Amazon SageMaker vs. AWS Lambda for Machine Learning


Advances in serverless compute have enabled applications and micro-services to elastically scale out horizontally, sustaining the volatility of service demand. AWS Lambda is perhaps the most prominent serverless platform for developers and machine learning engineers alike. Its scalability and accessibility makes it a top choice for serving and deploying modern machine learning models.

SageMaker, on the other hand, was introduced by Amazon on re:Invent 2017 and aims to make machine learning solutions more accessible to developers and data scientists. In detail, SageMaker is a fully-managed platform that enables quick and easy building, training, and deploying of machine learning models at any scale. The platform, interacted through a Jupyter Notebook interface, further makes it accessible to perform exploratory data analysis and preprocessing on training data stored in Amazon S3 buckets. Moreover, SageMaker includes 12 common machine learning algorithms that are pre-installed and optimised to the underlying hardware – delivering up to 10x performance improvements compared to other frameworks.

In this article, we will compare and contrast the various advantages and disadvantages of SageMaker (server) and Lambda (serverless) for the machine learning and data science workflow. We will use the categories of cost, model training, and model deployment to detail the characteristics of both services.


The pricing model for SageMaker mirrors that of EC2 and ECS, albeit at a premium when compared to the bare-bone virtual machines. Like most server deployments, serving a machine learning model on the SageMaker platform is more costly for sparse prediction jobs. However interestingly, SageMaker instance prices are divided into the segments of model building, training, and deployment. Below is an example from the US West – Oregon region; for more detail see

Model Building Instance Pricing (US West – Oregon)

Model Training Instance Pricing (US West – Oregon)

Model Hosting Instance Pricing (US West – Oregon)


AWS Lambda, in contrast, allows flexible horizontal scaling of model predictions to the workload. Lambda pricing is further based on the number of requests per month and the GB-seconds of Lambda executions ( Lambda, and serverless compute in general, are more cost effective for models with low or highly volatile interactions.

Model Training

For model training, SageMaker is reliant on the notebook interface and lifecycle while Lambda is agnostic to the model training environment – one can choose to train either locally or through EC2. This means that Lambda requires no changes to the model training process. On the other hand, SageMaker provides the added benefit of highly optimised native implementations of popular machine learning algorithms such as:

Using SageMaker C5 or P3 instances enables further optimisations for neural network training.
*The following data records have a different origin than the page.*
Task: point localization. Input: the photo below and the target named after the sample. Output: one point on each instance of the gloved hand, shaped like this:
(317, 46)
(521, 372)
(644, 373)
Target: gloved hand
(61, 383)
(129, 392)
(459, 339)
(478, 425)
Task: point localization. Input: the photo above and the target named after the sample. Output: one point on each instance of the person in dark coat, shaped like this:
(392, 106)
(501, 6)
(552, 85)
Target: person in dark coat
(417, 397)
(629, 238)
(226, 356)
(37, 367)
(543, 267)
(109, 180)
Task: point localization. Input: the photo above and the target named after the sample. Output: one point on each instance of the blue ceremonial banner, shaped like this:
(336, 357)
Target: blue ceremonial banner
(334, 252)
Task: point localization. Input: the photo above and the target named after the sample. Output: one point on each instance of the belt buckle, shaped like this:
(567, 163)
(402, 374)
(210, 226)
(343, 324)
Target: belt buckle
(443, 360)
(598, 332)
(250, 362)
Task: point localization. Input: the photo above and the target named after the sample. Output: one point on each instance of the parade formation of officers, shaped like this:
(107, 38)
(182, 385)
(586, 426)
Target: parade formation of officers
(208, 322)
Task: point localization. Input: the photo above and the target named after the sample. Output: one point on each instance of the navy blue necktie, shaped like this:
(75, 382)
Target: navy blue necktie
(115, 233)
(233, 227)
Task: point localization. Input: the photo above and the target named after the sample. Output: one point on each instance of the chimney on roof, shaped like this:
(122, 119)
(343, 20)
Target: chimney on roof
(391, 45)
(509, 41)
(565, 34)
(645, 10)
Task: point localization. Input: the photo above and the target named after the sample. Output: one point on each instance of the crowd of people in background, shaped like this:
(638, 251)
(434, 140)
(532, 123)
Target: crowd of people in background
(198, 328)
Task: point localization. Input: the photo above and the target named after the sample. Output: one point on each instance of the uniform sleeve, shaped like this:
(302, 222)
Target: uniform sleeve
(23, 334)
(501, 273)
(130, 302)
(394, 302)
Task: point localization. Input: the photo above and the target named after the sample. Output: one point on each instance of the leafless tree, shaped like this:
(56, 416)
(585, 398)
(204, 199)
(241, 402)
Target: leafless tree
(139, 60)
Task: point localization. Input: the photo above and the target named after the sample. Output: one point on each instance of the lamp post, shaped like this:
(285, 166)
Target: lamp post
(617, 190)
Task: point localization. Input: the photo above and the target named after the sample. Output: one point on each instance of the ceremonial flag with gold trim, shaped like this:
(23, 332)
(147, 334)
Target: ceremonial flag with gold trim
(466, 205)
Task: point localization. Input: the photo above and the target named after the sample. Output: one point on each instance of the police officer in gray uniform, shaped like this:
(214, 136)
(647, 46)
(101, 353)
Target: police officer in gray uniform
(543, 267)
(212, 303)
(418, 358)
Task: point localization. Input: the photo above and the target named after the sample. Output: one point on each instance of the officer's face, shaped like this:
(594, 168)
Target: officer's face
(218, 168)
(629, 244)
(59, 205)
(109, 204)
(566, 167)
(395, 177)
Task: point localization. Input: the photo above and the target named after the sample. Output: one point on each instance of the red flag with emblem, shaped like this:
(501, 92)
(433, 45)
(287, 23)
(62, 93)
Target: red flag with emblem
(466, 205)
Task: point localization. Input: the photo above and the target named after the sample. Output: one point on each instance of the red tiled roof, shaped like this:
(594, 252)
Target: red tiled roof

C5 instances come with  Intel’s Advanced Vector Instructions optimisations while CUDA 9 and cuDNN 7 drivers on P3 instances take advantage of mixed precision training on the Volta V100 GPUs. Lastly, SageMaker’s formal deployment and serving module enables developers and data scientists to build models offline while using the service for model training through the SDK.

Model Deployment

SageMaker makes it easy and accessible for model deployment. The platform has the ability to autoscale inference APIs in a manner similar to attaching application load scalers to EC2 instances ( Furthermore, SageMaker conveniently enable data scientists to A/B test candidate model deployments in real time. Below is a diagram from the official SageMaker documentation that outlines the model deployment process. When deploying a model, SageMaker first creates a new EC2 instance, downloads the serialised model data from S3, pulls the docker container from ECR, and deploys the runtime required to run and serve the model. Finally, it mounts a volume with the model data to the runtime.


In comparison, AWS Lambda provides greater flexibility and cost efficiency for model deployments with low interaction rates. However, the main drawbacks of Lambda include the inherent cold-start delay and the lack of GPU support (not that GPUs are needed for model predictions). Moreover, Lambda deployments are constrained to a maximum of 5 minutes of computation time and 50MB of compressed deployment size (in a zip or jar format). One can work around the package size constraint by uploading large dependencies to S3 and subsequently downloading and caching them to an in-memory directory such as /tmp on the first request. Furthermore, one can reduce cold start delays by using a model architectures with higher prediction throughput, driver optimisations, and/or continuously pinging the API every 5-10 minutes.


Overall, both Amazon SageMaker and AWS Lambda provide many benefits for the machine learning workflow. SageMaker’s Jupyter notebook interface for model building and training makes it extremely accessible to developers and data scientists. Moreover, the optimised implementations of popular machine learning algorithms such as K-means and boosted trees makes it attractive in the model training process. For machine learning models with variable demand, we recommend model deployments on AWS Lambda. However despite Lambda providing continuous horizontal scaling to the workload, we find that SageMaker’s ‘one-click’ deployment and built-in A/B testing enables us to quickly iterate across candidate model deployments — multiple minimal viable product at a time.